Maksuti Elira, Westerhof Nico, Westerhof Berend E, Broomé Michael, Stergiopulos Nikos
Department of Medical Engineering, School of Technology and Health, KTH Royal Institute of Technology, Stockholm, Sweden.
Department of Clinical Physiology, Karolinska Institutet, Stockholm, Sweden.
PLoS One. 2016 Jun 24;11(6):e0157493. doi: 10.1371/journal.pone.0157493. eCollection 2016.
During aging, systolic blood pressure continuously increases over time, whereas diastolic pressure first increases and then slightly decreases after middle age. These pressure changes are usually explained by changes of the arterial system alone (increase in arterial stiffness and vascular resistance). However, we hypothesise that the heart contributes to the age-related blood pressure progression as well. In the present study we quantified the blood pressure changes in normal aging by using a Windkessel model for the arterial system and the time-varying elastance model for the heart, and compared the simulation results with data from the Framingham Heart Study. Parameters representing arterial changes (resistance and stiffness) during aging were based on literature values, whereas parameters representing cardiac changes were computed through physiological rules (compensated hypertrophy and preservation of end-diastolic volume). When taking into account arterial changes only, the systolic and diastolic pressure did not agree well with the population data. Between 20 and 80 years, systolic pressure increased from 100 to 122 mmHg, and diastolic pressure decreased from 76 to 55 mmHg. When taking cardiac adaptations into account as well, systolic and diastolic pressure increased from 100 to 151 mmHg and decreased from 76 to 69 mmHg, respectively. Our results show that not only the arterial system, but also the heart, contributes to the changes in blood pressure during aging. The changes in arterial properties initiate a systolic pressure increase, which in turn initiates a cardiac remodelling process that further augments systolic pressure and mitigates the decrease in diastolic pressure.
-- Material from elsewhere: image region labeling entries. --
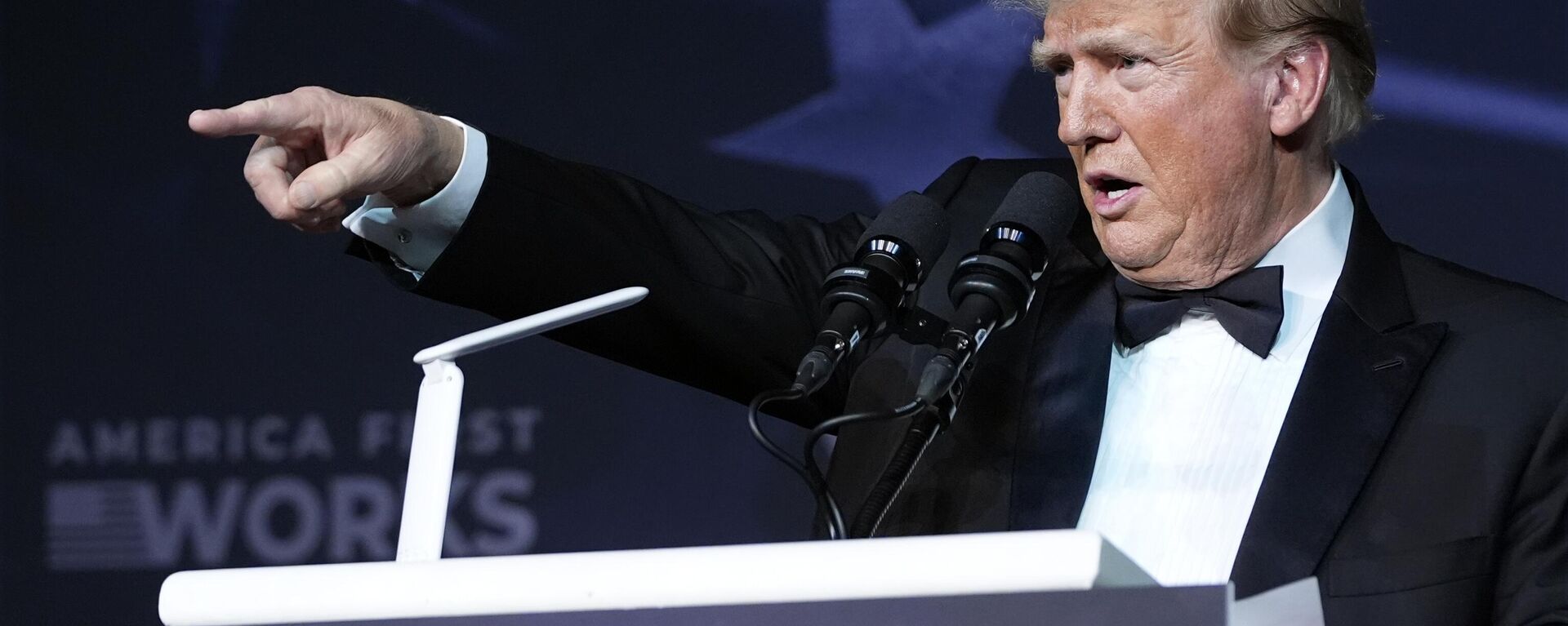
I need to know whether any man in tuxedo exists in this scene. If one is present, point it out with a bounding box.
[189,0,1568,624]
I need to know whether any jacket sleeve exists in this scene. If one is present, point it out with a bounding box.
[351,135,869,422]
[1494,387,1568,626]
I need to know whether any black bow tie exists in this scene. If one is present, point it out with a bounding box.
[1116,265,1284,357]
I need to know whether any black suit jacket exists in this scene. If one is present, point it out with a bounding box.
[361,136,1568,626]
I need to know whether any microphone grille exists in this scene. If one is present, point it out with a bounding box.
[991,171,1084,246]
[854,192,949,264]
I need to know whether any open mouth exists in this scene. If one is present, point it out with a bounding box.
[1084,171,1143,220]
[1089,175,1143,201]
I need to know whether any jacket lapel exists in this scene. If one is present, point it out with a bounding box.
[1231,171,1447,596]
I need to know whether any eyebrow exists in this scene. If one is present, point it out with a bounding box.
[1029,30,1165,71]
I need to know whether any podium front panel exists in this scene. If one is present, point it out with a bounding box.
[305,585,1229,626]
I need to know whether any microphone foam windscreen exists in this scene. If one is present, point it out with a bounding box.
[991,171,1084,246]
[854,192,949,264]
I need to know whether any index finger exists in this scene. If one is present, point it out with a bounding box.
[186,92,314,136]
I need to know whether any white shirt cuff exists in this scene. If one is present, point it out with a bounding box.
[343,116,489,277]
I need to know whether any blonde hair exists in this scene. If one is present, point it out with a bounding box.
[1016,0,1377,146]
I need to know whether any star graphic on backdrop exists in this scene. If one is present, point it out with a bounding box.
[710,0,1040,201]
[196,0,510,90]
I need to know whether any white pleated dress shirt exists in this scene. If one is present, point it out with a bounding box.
[1079,168,1355,585]
[343,118,1355,585]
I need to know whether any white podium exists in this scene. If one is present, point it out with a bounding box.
[158,287,1316,626]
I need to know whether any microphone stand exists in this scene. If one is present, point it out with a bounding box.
[850,361,973,538]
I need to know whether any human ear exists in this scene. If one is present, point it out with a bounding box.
[1268,39,1328,136]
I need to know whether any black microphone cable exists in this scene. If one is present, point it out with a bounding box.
[850,171,1082,536]
[801,400,925,538]
[746,192,949,538]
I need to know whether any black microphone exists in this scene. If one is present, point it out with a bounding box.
[791,192,949,393]
[915,171,1084,410]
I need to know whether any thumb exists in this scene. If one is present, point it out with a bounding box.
[288,149,365,211]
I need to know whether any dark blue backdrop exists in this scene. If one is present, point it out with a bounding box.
[0,0,1568,624]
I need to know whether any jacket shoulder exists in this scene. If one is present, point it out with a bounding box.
[1399,243,1568,334]
[924,157,1077,206]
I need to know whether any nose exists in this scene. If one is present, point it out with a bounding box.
[1057,71,1121,148]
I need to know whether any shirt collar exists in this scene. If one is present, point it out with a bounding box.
[1256,165,1355,357]
[1258,165,1355,305]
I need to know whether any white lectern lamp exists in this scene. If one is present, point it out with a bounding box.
[158,287,1178,626]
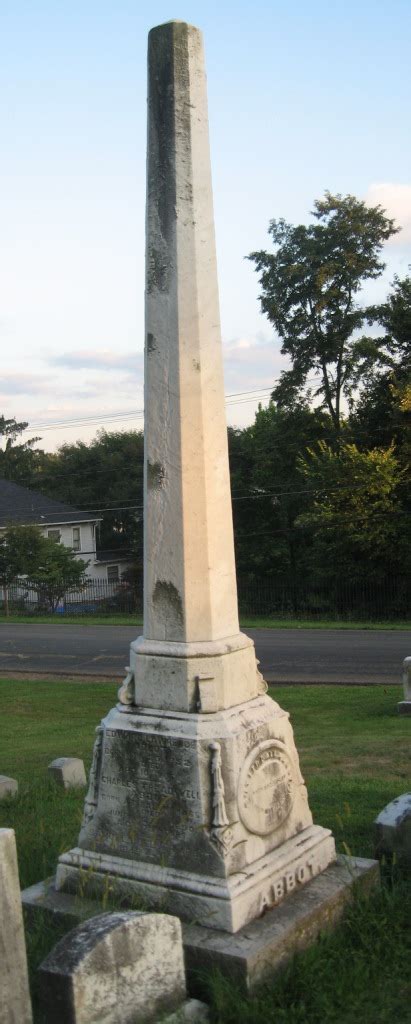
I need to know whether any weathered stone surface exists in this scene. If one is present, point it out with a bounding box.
[161,999,210,1024]
[56,695,335,931]
[0,775,18,800]
[40,911,187,1024]
[398,657,411,715]
[56,22,335,932]
[47,758,87,790]
[374,793,411,866]
[0,828,33,1024]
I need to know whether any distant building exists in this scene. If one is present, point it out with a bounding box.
[0,477,130,584]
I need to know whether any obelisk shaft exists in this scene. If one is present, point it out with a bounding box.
[145,22,239,643]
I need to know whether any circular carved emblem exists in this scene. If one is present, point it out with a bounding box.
[238,739,293,836]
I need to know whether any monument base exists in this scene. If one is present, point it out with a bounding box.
[22,856,379,996]
[55,825,335,933]
[52,694,335,933]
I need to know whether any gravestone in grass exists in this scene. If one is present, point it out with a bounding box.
[398,657,411,715]
[56,22,335,932]
[39,911,206,1024]
[47,758,87,790]
[0,775,18,800]
[0,828,33,1024]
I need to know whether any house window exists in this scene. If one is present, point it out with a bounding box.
[72,526,81,551]
[47,529,61,544]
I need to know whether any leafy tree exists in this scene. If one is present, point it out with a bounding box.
[229,401,331,580]
[0,416,43,486]
[298,441,409,580]
[0,525,88,615]
[28,537,88,611]
[34,430,143,560]
[248,191,398,431]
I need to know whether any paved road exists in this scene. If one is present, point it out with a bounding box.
[0,623,405,685]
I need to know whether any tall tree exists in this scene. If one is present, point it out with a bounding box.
[0,416,43,486]
[0,525,88,615]
[36,430,143,558]
[229,401,331,579]
[248,191,398,431]
[298,441,409,581]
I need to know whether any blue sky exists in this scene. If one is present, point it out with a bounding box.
[0,0,411,449]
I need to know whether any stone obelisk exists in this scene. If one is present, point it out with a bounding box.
[56,22,335,932]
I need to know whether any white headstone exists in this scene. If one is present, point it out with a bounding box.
[47,758,87,790]
[56,22,335,932]
[0,775,18,800]
[0,828,33,1024]
[374,793,411,865]
[40,911,187,1024]
[398,657,411,715]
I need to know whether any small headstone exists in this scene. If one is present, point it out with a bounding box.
[0,775,18,800]
[398,657,411,715]
[47,758,87,790]
[374,793,411,866]
[0,828,33,1024]
[40,911,190,1024]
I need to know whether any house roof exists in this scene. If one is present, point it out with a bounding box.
[95,548,132,562]
[0,477,101,529]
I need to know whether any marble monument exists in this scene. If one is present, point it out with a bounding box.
[56,22,335,932]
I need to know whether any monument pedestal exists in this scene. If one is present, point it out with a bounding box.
[55,694,335,932]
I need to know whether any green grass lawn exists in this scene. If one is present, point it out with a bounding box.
[0,612,411,630]
[0,679,411,1024]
在衰老过程中,收缩压随时间持续升高,而舒张压在中年后先升高然后略有下降。这些血压变化通常仅用动脉系统的变化(动脉僵硬度和血管阻力增加)来解释。然而,我们推测心脏也对与年龄相关的血压进展有影响。在本研究中,我们使用动脉系统的Windkessel模型和心脏的时变弹性模型来量化正常衰老过程中的血压变化,并将模拟结果与弗雷明汉心脏研究的数据进行比较。代表衰老过程中动脉变化(阻力和僵硬度)的参数基于文献值,而代表心脏变化的参数则通过生理规则(代偿性肥大和舒张末期容积的保留)计算得出。仅考虑动脉变化时,收缩压和舒张压与人群数据不太相符。在20至80岁之间,收缩压从100 mmHg升高至122 mmHg,舒张压从76 mmHg降至55 mmHg。当同时考虑心脏适应性变化时,收缩压和舒张压分别从100 mmHg升高至151 mmHg,从76 mmHg降至69 mmHg。我们的结果表明,不仅动脉系统,而且心脏也对衰老过程中的血压变化有影响。动脉特性的变化引发收缩压升高,进而引发心脏重塑过程,这进一步增加了收缩压并减轻了舒张压的下降。